俺がいるだけで幸せそうにする夏菜子。だけど——
「知ってる? 俺こそ夏菜子に幸せにしてもらってるって。だから、これからもよろしく」
顔を見合わせて、ふたりで笑い合っていると、外野が騒ぎ出した。
「幸せを噛み締めているところ申し訳ないんだけど、そろそろ披露宴のお時間でーす!」
相変わらずうるさいな、中村は。
「分かってる分かってる!!」
そういう中村は、ちゃっかり内藤さんのところに婿入りしていた。
だから正確には、内藤正人、ということになる。でも昔から呼び慣れてるからいまだに旧姓で呼んでいる。
その中村が、披露宴のスピーチでとんでもないことを言い出した。
「えー、本日は『幸せの降り込む雨模様』ということで、お日柄がいいですね。中山、そして夏菜子様、心よりお慶び申し上げます」
中村がこんなに気の利いたことを言えるとは思えないので、原稿は内藤由香里さん作なんだろうなー、と思いながら聞いていた。
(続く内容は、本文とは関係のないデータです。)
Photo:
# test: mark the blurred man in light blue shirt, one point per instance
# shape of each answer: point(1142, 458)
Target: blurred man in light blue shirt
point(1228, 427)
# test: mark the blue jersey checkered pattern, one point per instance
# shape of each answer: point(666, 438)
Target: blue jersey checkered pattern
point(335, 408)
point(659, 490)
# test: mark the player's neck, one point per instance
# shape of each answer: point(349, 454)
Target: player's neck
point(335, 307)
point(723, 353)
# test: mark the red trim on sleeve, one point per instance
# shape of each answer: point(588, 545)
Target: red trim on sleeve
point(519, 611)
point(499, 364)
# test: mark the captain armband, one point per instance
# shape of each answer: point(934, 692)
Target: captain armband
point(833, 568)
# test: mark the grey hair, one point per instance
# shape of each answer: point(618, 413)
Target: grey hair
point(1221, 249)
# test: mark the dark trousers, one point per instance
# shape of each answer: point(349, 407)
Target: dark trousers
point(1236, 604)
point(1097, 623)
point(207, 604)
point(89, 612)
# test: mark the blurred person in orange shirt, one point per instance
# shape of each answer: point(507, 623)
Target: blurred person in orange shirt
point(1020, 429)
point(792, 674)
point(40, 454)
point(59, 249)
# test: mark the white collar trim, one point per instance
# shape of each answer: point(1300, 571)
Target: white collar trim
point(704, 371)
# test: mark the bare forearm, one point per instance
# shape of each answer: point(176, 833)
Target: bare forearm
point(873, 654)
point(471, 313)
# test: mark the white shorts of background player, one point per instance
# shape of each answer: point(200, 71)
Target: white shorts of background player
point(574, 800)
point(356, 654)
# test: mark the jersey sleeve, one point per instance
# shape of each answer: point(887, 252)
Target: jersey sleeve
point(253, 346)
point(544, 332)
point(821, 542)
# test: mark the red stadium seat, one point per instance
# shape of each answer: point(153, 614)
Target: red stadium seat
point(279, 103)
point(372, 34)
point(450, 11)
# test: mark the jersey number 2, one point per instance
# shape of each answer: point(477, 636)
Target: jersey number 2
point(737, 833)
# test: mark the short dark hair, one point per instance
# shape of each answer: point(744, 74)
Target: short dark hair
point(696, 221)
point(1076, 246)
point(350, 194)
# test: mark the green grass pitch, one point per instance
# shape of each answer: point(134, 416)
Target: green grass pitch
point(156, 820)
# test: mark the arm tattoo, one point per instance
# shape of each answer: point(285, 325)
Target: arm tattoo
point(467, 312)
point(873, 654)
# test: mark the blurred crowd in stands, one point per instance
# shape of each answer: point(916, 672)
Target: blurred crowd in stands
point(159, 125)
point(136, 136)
「中山とは高校以来の付き合いですが、彼を陸上に引っ張り込んだのは何を隠そうこの俺です。なので中山は俺にもっと感謝すべきだ!」
うーん、これはもっともかもしれない。
「そこであの一世一代の告白劇。いやー、俺は感動しましたね」
あの告白に後悔はないけど、こうして改めて言われるとなんだか照れるな。
「そしてそのときの映像が、なぁんとここにあります」
…………え?
「皆さん、見たいですか?」
すると会場から拍手が巻き起こった。
そうして再生された映像の中で俺は小っ恥ずかしい告白をし、夏菜子からオッケーの予約をもらった。
な、ななな、なんで!?
俺と夏菜子が口をハクハクさせていると、中村と野上が互いに親指を立てて見せていた。
——野上、あんのヤロー!
「いやー、俺が負傷したおかげでアンカーを走れたんですから、中山先輩は俺にももっと感謝してもいい」
すると夏菜子が呟いた。
「野上くんが負傷……優斗がアンカー……?」
あ、そうだ。夏菜子にはまだ話してなかった。10年の月日を経て、ようやく真相を夏菜子に告白した。
「……あー、俺、実は補欠選手だったんだ」
すると。
「え! あんなにカッコいい補欠っている!?」
え? むしろ喜んでる?
キョドる俺、満面の笑みの夏菜子。
からかいたかったはずの中村がわざとらしく頬を膨らませた。
「あー、はいはい。末永く爆発してろ!
これを締の言葉としたいと思います」
この告白劇は、子どもが生まれたその後も、長く長く語り草となることを、このときの俺たちは知らなかった。